For the umpteenth time in the last 60 years, California electric consumers are again being dunned. As usual, the stated reason is they must pay up by the hundreds of millions of dollars to keep the lights on.
This time it’s via a $400 million “loan” to Pacific Gas & Electric Co. to help pay for extending the life of the Diablo Canyon nuclear power plant on the coast north of San Luis Obispo.
Never mind that this facility was officially relegated to the dust bin, effective next year, during the teens of this century.
But Gov. Gavin Newsom later panicked over the reality that renewable power has been slower than expected in coming online. So he brokered a 2022 deal extending the atomic power plant’s life until at least 2030 with state loans the federal government would cover. Does anyone seriously think the feds will do that if Donald Trump should regain the White House?
The same for the newest “loan,” reluctantly approved by state legislators this summer as part of their budget deal with Newsom. Don’t expect PG&E to repay it.
Right now, it’s not federal taxpayers funding PG&E to keep Diablo open past next year; rather, it is utility customers almost everywhere in California. Yes, even if your power arrives via Southern California Edison, San Diego Gas & Electric or PacifiCorp, you are still being dunned for Diablo.

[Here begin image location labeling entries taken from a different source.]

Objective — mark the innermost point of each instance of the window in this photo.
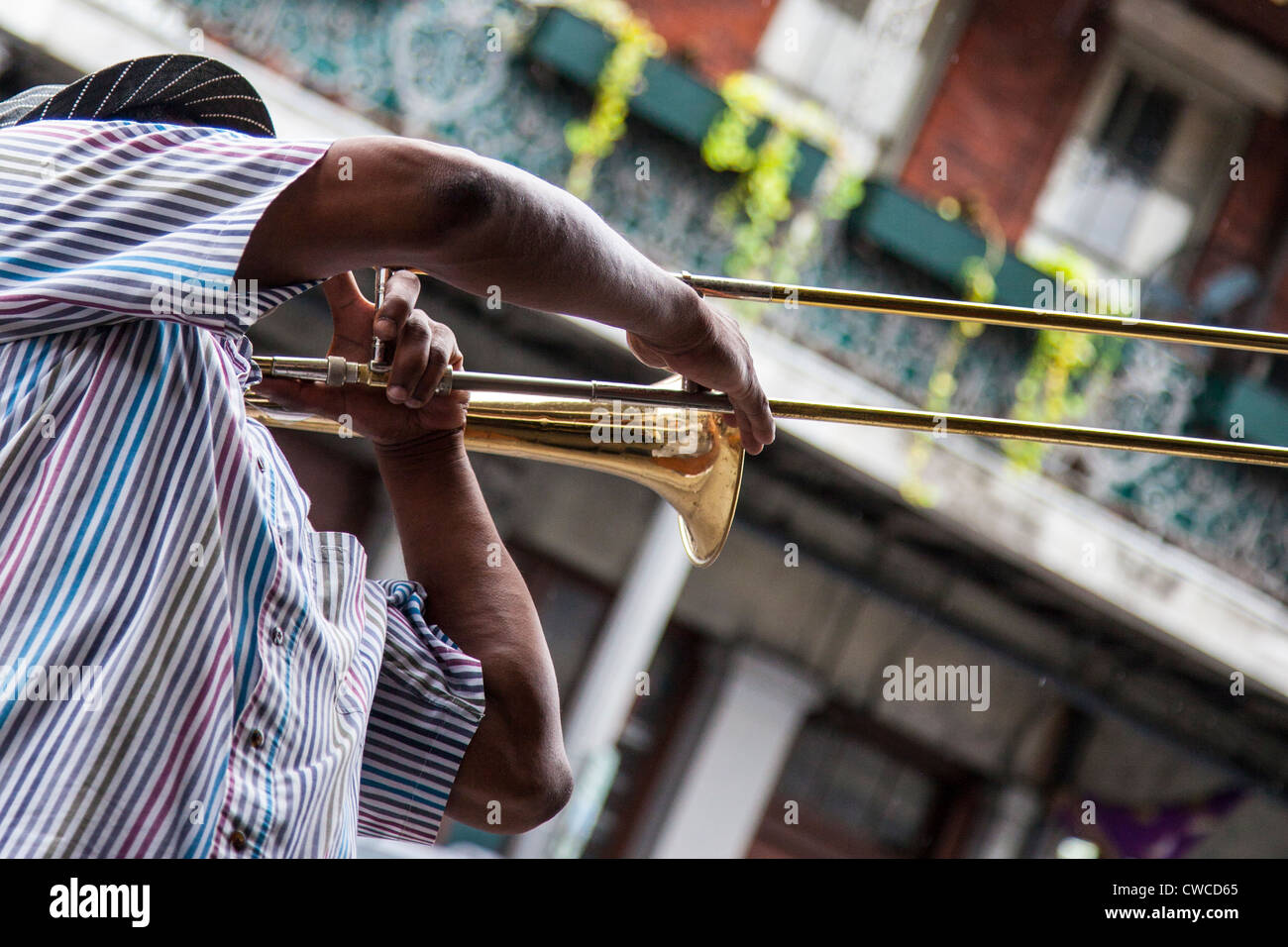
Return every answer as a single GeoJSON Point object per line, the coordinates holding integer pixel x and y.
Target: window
{"type": "Point", "coordinates": [859, 791]}
{"type": "Point", "coordinates": [866, 60]}
{"type": "Point", "coordinates": [1141, 174]}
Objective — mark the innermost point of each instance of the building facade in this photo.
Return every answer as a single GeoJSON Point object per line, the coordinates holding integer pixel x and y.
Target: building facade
{"type": "Point", "coordinates": [1113, 625]}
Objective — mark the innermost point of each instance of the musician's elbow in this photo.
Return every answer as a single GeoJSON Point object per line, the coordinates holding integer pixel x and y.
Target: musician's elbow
{"type": "Point", "coordinates": [459, 196]}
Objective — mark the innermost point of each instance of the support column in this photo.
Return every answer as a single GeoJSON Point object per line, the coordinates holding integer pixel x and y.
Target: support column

One big question is why this extension should be foisted off on millions of folks who don’t deal directly with PG&E. The Newsom answer is that Diablo’s power is needed to prevent blackouts during this year’s record-level heat waves, even if that juice has to flow hundreds of miles across the state’s electric grid to be useful.
But what about all those so-called “peaker” plants operating at times of high electric use all over the state? Their purpose when approved was to keep the grid going in times of extreme need. Are they now superfluous, with Diablo resurrected? Utility executives and the benighted state Public Utilities Commission (PUC) don’t answer that question.
Rather, millions of electric customers must pay ever-higher bills without argument. For the most part, they do it, too, forking over whatever amount appears on monthly invoices.
Meanwhile, who’s to say Diablo will be more reliable than it’s ever been? When working, that one plant can produce 8.5 percent of all the energy it takes to run everything electric in California.
But Diablo shut down for much of 2022 because it violated PG&E’s own management procedures. Those outages came when a hydrogen cooling system in the plant’s Unit 2 leaked and had to be shut down manually.
Hello, peakers.
Diablo was equally unreliable in 2020-21, when it experienced 149 days of unplanned outages over a 476-day period. Essentially, the plant produced next to nothing one-third of the time.
How smart is it to depend for backup power on a plant that has shown itself capable of extended breakdowns? What if those shutdowns happen during heat waves and other times of ultra-high air conditioning use?
It’s all part of the coddling of big privately-owned utilities by a long series of California governors, both Republicans and Democrats. All received large campaign donations from the companies, Newsom’s own take coming to more than $10 million over his career.
That $10 million is chump change for PG&E and the others when they can snap their fingers and get sycophantic political tools to provide them hundreds of millions, often billions in ratepayer money.
In fact, even as utility customers pay to keep Diablo going, the PUC may soon authorize even more money for the companies, again starting with PG&E. Rather than limiting those firms to applying every four years for basic rate increases, they can now come back to the trough as often as they can convince the PUC they need more money to create new power for the electric vehicles the state hopes will dominate new car sales in the near future.
It all adds up to more costs for customers, more inflation and less money in most wallets. Which makes now a good time for the PUC to become elective and start answering to the millions it loves to dun.